Diperbarui tanggal 26/05/2021

Landasan Filosofis Pendidikan Kejuruan

Tinjauan Teoritis dan Empirik Pendidikan Kejuruan

author/editor: Edi Elisa / kategori Pendidikan Kejuruan / tanggal diterbitkan 26 Mei 2021 / dikunjungi: 8.57rb kali

Apa perlunya filsafat dalam pengembangan pendidikan kejuruan menjadi pertanyaan mendasar dan menarik untuk dibahas dan diurai secara rinci. Mengutip pernyataan Dewey bahwa tugas philosopher adalah memberikan garis-garis arahan bagi perbuatan. Karenanya filsafat sangat penting dalam setiap proses pengembangan pendidikan agar sadar arah, benar, dan sesuai kebutuhan. Filsafat pendidikan kejuruan menunjukkan garis arahan kemana pendidikan kejuruan akan digerakkan atau dirancangprogramkan.

Pendidikan kejuruan sebagai pendidikan untuk bekerja (education-for-work) didasarkan atas philosophy esensialisme, eksistensialisme, dan pragmatisme. Strom mengutip pernyataan Miller (1994) bahwa pragmatisme merupakan philosophy yang paling efektif untuk education-for-work. Karena philosophy pragmatisme menyeimbangkan philosophy esensialisme dan eksistensialisme. Disamping itu philosophy lainnya yang mendasari pendidikan kejuruan adalah philosophy humanisme dalam kaitannya dengan personal growth dan philosophy progressive dalam kaitannya dengan reformasi sosial.

Philosophy esensialisme merupakan akar dari idealisme dan realisme. Esensialisme bertujuan mendidik manusia bernilai guna, bermakna bagi kehidupan, dan kompeten. Esensialisme menekankan peran dan fungsi pendidik atau pelatih dalam proses pembelajaran, ahli, dan menguasai subyek materi, mengembangkan skill dengan berlatih, pengulangan, pengkondisian, dan pengembangan kebiasaan baik dalam mempengaruhi perilaku peserta didik. Pembelajaran peserta didik dilakukan secara progresif dari skill yang kurang komplek ke skill yang lebih komplek.

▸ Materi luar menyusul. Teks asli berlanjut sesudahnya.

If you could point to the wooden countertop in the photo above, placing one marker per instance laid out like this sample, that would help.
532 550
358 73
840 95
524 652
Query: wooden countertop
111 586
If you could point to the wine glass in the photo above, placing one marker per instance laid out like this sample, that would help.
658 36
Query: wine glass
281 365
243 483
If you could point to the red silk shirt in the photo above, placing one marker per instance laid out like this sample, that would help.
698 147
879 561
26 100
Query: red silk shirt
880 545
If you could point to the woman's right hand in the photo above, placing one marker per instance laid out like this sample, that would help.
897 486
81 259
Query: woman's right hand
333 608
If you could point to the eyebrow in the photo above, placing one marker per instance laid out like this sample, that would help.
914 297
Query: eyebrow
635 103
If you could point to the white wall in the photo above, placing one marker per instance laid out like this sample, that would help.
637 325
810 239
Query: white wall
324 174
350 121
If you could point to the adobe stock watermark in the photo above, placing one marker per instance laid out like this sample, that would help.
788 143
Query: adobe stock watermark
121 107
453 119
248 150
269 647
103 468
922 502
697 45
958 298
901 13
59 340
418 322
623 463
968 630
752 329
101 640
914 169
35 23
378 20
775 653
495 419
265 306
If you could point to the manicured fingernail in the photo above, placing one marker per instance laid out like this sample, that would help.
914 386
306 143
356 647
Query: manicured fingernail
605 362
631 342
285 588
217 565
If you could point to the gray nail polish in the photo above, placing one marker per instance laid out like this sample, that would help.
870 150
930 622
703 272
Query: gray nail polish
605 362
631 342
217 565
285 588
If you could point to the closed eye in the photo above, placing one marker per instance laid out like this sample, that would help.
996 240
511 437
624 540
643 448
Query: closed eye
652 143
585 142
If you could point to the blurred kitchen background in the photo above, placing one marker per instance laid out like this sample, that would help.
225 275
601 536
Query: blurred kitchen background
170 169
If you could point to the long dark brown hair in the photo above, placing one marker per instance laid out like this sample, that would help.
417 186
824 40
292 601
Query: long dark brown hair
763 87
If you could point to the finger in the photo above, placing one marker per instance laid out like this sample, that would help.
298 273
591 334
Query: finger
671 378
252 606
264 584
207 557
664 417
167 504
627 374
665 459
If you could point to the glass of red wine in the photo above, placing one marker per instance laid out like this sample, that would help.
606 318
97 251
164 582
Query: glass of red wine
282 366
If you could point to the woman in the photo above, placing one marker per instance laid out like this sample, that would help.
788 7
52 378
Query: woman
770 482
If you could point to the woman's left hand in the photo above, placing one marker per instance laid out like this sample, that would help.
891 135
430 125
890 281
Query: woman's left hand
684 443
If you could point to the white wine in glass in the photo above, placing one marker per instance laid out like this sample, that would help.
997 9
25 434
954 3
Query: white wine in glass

Esensialis biasanya mengajarkan subyek materi membaca, menulis, mengkaji literatur, bahasa asing, sejarah, matematika, sains, seni dan musik.

Plato sebagai tokoh esensialis menyatakan bahwa dunia jasmani senantiasa berubah sedangkan dunia akali abadi tidak berubah. Tujuan philosophy baginya adalah untuk memperoleh pengetahuan sejati. Manusia sering membuat pernyataan “ini kepala saya, ini otak saya, ini mata saya, ini hidung saya, ini telinga saya, ini mulut saya, ini tangan saya, ini kaki saya, ini badan saya, dan seterusnya”. Lalu “saya ini siapa?”. Saya bukan kepala, bukan otak, bukan mata, bukan hidung, bukan telinga, bukan mulut, bukan tangan, bukan kaki. Saya adalah sang Roh esensi dari manusia.

Philosophy eksistensialisme menyatakan setiap individu manusia membentuk makna kehidupannya sendiri-sendiri. Memilih jalan hidupnya sendiri-sendiri. Realitas kehidupan bersifat subjektif. Manusia selalu akan menemukan dirinya dalam dunia, kontek utamanya adalah kesadaran diri siapakah aku. Soren Kierkegaard menulis alam manusia dan identitas manusia berbeda bergantung pada tata nilai dan keyakinan yang mereka pegang/anut. Tugas paling berat bagi setiap orang menurutnya adalah menjadikan dirinya eksis sebagai individu yang unik bermakna (personal growth). Jean Paul Sartre meyakini individu menciptakan hakikat dirinya sendiri melalui pilihan dan tindakan secara bebas. Profesi dengan segala tindakan dan akibatnya adalah pilihan. Karenanya dalam philosophy jawa perlu tatas, tutus, titis, titi lan wibawa (mendasar, totalitas, satu visi, ketelitian dalam memandang hidup).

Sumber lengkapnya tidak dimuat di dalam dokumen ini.